Increasingly, my online sales have become a chaotic scramble for buyers. The last one sold out in 3 minutes. The buying experience is unpleasant for many and disadvantages those who are a little slower or want to take more time looking at work before buying. I have made this change guided by the importance of equity in regards to ability and a desire to make the buying process less stressful.

Pottery Lottery
May 1 at 12pm ET

General Sale
May 1 at 12:30
pm ET

How To Enter the Lottery

-Sign up for my mailing list
-Complete the Google form sent in response to the sign up
-Names will be drawn using a random number picker
-A password will be emailed to ahead of the Lottery if you name is chosen.
-Preference will be given to those who don’t have any of Ayumi’s work.
-An email will be sent if your name was chosen. If it wasn’t, the General Sale is open to all.

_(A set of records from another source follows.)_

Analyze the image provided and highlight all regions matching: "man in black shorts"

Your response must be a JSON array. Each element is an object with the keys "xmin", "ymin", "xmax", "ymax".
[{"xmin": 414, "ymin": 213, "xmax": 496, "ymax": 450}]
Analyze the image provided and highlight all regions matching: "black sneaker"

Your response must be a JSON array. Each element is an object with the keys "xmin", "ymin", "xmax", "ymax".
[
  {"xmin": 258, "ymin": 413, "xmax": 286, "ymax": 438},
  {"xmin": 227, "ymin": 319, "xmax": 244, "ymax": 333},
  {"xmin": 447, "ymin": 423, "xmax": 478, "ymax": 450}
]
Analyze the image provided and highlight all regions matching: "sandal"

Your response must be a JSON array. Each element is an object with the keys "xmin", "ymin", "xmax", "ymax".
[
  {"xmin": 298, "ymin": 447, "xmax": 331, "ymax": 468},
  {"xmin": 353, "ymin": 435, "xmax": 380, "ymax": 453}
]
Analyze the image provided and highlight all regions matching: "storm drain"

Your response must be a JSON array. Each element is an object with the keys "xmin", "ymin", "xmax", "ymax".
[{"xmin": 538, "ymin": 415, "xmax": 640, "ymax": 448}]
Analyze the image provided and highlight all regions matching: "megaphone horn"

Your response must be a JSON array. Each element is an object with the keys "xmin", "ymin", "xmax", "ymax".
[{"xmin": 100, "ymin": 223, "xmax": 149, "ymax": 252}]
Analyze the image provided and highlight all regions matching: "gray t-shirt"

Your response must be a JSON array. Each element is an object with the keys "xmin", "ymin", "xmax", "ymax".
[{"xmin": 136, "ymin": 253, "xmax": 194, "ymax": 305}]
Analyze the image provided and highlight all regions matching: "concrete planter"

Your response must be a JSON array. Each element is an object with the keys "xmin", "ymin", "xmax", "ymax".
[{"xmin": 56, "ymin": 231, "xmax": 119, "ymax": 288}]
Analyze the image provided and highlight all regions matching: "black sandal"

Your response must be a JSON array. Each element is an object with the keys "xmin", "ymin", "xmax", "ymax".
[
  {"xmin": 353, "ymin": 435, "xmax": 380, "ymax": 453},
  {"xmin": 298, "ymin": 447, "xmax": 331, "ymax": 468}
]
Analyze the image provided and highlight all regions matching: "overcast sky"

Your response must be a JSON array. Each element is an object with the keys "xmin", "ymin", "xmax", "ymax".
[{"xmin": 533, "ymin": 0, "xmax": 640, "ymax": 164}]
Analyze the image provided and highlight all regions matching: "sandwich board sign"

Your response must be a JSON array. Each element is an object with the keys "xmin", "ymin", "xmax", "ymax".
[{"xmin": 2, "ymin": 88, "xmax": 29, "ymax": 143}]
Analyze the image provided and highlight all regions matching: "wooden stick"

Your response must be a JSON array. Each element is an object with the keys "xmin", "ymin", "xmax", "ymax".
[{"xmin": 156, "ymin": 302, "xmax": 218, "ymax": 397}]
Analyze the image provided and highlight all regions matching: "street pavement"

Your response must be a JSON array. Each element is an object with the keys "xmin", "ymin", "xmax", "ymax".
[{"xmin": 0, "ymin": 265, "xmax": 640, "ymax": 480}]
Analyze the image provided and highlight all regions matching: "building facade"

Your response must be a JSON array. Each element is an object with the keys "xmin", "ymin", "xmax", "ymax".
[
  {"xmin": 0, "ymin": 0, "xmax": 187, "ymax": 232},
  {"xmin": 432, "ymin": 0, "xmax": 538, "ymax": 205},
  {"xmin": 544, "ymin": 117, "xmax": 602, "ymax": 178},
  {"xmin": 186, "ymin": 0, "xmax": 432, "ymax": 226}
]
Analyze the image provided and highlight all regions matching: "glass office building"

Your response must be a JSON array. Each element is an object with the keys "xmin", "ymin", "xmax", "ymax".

An Experiment Explained for Buyers and Other Makers

The Problem for Buyers:
-Low supply. I don’t make much work anymore, esp since the pandemic started
-High demand
-Online sales have sold out in 3 minutes or less
-Checkout needs to happen so quickly that people who are slower to move or make decisions, lose out, making frustration high
-In the past, if multiple buyers have the same piece in their carts, the first person who completes check out gets the piece, i.e. pieces will disappear from the carts of other buyers no matter where they are in the process. 
-Buyers scramble to buy something, but it’s not necessarily what they want because there’s not enough time to look and make decisions
-Many buyers have given up participating, because it is too stressful

Drawbacks for the Seller:
-It is not economical, because there is more backend administrative work, more packing labor, and more material expense. Because of this, handling will go up a nominal 4 dollars. 
-the lottery drags out the process, esp the process of packing. It’s more efficient to pack everything at once, because I only have one space to both make work and ship work. I want to avoid having things trickle out the door, because I find it disruptive. Having the lottery and regular sale all on one day should mitigate the problem.
-Instead of having work sold by lottery, there will be a general sale as well. Just having a Lottery sale would severely constrict the number of buyers for non-pottery items like tenugui, clothing, and prints. This peripheral work has been generating more revenue than I expected, so I didn’t want to cut into those sales.

The Benefits:
-a process of selling that is more fair and more equitable, no matter the age, ability, and time
-less stress in buying
-creates new buyers and a broader distribution of work
-increases value of old work, because there are more buyers to support the resale market

The Details

-1 pot per buyer (this rule does not apply to tenugui, clothing, prints, or the regular sale) 
-50 pots for 50 Pottery Lottery folks at  12 noon ET on May 1, 2022.  A general sale will follow the Lottery at 12:30pm
-The store will be password protected 
-each buyer will be assigned a number on a spreadsheet
www.randomresult.com will be used to generate random numbers which will correspond to buyers on the spreadsheet (I do not want to put actual names into any third party website
-as usual the sale will take place on my shop

Thank You For Giving It a Go!

Thanks for understanding that this is a new process and that technical glitches may occur. I’m curious how this will go and will decide whether to have lotteries in the future based on the outcome of this sale. I’ll share my experience later online and would love feedback from buyers as well. I ask for the patience and understanding of longtime buyers, who have supported me and my work over many years. As always, I have a running wishlist from people and am happy to take on commissions, though I am generally pretty slow.